BOISE, Idaho (AP) — Concerned about soaring health care costs, Idaho on Wednesday revealed a plan that will allow insurance companies to sell cheap policies that ditch key provisions of the Affordable Care Act.
It’s believed to be the first state to take formal steps without prior federal approval for creating policies that do not comply with the Obama-era health care law. Health care experts say the move is legally dubious, a concern supported by internal records obtained by The Associated Press.
Idaho Department of Insurance Director Dean Cameron said the move is necessary to make cheaper plans available to more people. Otherwise, he said he fears the state’s individual health insurance marketplace will eventually collapse as healthy residents choose to go uninsured rather than pay for expensive plans that comply with the federal law.
“There are other states that have been talking about it, but we may be out in front,” Cameron said. “They may look to follow us should be we successful.”
Many states have seen annual double-digit increases in health insurance premium costs. That is expected to continue — and perhaps get worse — under the recently signed Republican tax plan.
The new tax law ended the Affordable Care Act provision that required people to buy health insurance or pay a tax penalty. Without the threat of a penalty, health care experts predict that younger and healthier people will go without policies. That will leave sicker patients in the marketplaces, forcing insurers to raise costs.
The Idaho plan would make it possible for insurance companies to offer cheaper plans that might be more attractive to people who have to buy their own insurance and do not benefit from the federal premium subsides offered under the Affordable Care Act. The catch is that those plans would be skimpier.
Cameron on Wednesday offered details of the plan that was first announced by Gov. C.L. “Butch” Otter, a Republican, earlier this month.
Under Idaho’s guidelines, insurers can offer plans that deny coverage for pre-existing conditions for up to 12 months unless the customer had continuous prior coverage. Insurers would no longer be required to cover pediatric dental or vision care, and though they would have to offer at least one plan with maternity and newborn coverage, other plans could exclude those benefits.
Insurance carriers can also charge people more based on where they live, their health history and their age, under the new Idaho rules. Insurers can cap their own costs at $1 million a year per individual, and can charge customers separate out-of-pocket maximums for different services. In other words, a customer could have a $7,000 out-of-pocket annual maximum for prescription drugs, another for doctor visits and another for hospitalization or mental health care.
Insurers offering such plans in Idaho still would have to offer policies that comply with the federal health care law for those who want them, Cameron said.
The guidelines raised concerns for some organizations.

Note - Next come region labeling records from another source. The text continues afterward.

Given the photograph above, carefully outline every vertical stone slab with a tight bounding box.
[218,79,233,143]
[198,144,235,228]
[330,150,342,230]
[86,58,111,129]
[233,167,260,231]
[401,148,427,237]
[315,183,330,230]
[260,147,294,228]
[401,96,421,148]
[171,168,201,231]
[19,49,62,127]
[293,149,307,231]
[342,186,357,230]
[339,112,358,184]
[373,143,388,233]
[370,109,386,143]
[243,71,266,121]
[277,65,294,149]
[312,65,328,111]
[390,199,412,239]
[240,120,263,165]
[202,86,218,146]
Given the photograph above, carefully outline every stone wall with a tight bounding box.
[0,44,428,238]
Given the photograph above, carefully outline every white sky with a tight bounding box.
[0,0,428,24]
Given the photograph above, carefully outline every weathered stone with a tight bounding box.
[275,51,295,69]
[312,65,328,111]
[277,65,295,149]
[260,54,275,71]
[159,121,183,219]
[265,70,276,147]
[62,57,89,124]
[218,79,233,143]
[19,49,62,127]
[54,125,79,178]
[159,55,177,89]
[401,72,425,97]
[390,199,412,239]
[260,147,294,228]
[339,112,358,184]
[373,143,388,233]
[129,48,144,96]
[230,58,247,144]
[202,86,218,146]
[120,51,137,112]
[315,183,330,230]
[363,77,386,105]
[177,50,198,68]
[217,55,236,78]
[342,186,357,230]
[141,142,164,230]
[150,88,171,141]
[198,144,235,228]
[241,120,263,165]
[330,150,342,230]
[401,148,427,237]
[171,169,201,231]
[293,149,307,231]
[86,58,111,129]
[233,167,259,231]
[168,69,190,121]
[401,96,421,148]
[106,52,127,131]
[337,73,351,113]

Lupe Wissel, AARP’s Idaho director, said in a statement that allowing insurance carriers to charge older customers as much as five times more than others for premiums amounts to an age tax.
And Mistie Tolman, Idaho legislative director of Planned Parenthood Votes Northwest and Hawaii, called the new guidelines “a direct attack on women of all ages.”
“The move has been considered ‘legally dubious’ and follows a pattern in the state by elected officials who introduce policies that are harmful and unconstitutional and necessitate costly legal battles,” she said in a statement.
Whether the state can legally follow through on its proposal is an open question.
Robert Laszewski, a health policy consultant, doesn’t think Idaho’s approach can stand up in court, even if federal oversight agencies decide to let it move forward. The Affordable Care Act is the law of the land, he said, and has been upheld by the U.S. Supreme Court.
“They might even get a federal waiver, but the problem is the state’s going to get taken to court by Obamacare advocates. The Trump administration can look the other way, but courts can’t look the other way,” Laszewski said. “The bottom line is federal law pre-empts state law … state standards can only apply when they are more demanding than the federal standards.”
The risk for insurers also could be high, according to some of the more than 60 pages of emails, draft executive orders and other documents from the Idaho Department of Insurance that were obtained by the AP through a public records request.
In one email, Cameron said Idaho will not penalize carriers for offering plans that don’t comply with federal law, but the federal Centers for Medicare and Medicaid Services can penalize insurance providers as much as $100 per insured, per day.
“The only other penalty is the feds could declare that we (Idaho DOI) are not enforcing the individual market requirements and therefore attempt to take away our regulatory authority on the individual market,” Cameron wrote. “Of course we would strongly fight that in court.”
The documents show Cameron is preparing for just such a fight. He said his department is working with “a myriad of attorneys to put us in the most defensible position.”
Cameron told the AP on Tuesday he is hopeful the agencies in President Donald Trump’s administration will not be sticklers for rules that Trump is working to overturn, saying Idaho’s approach is careful, creative and innovative.
“I’m not even afraid if it needs to be litigated, though that’s not my preferred course,” Cameron said. “The real question is, when does the federal agency act — if they act at all.”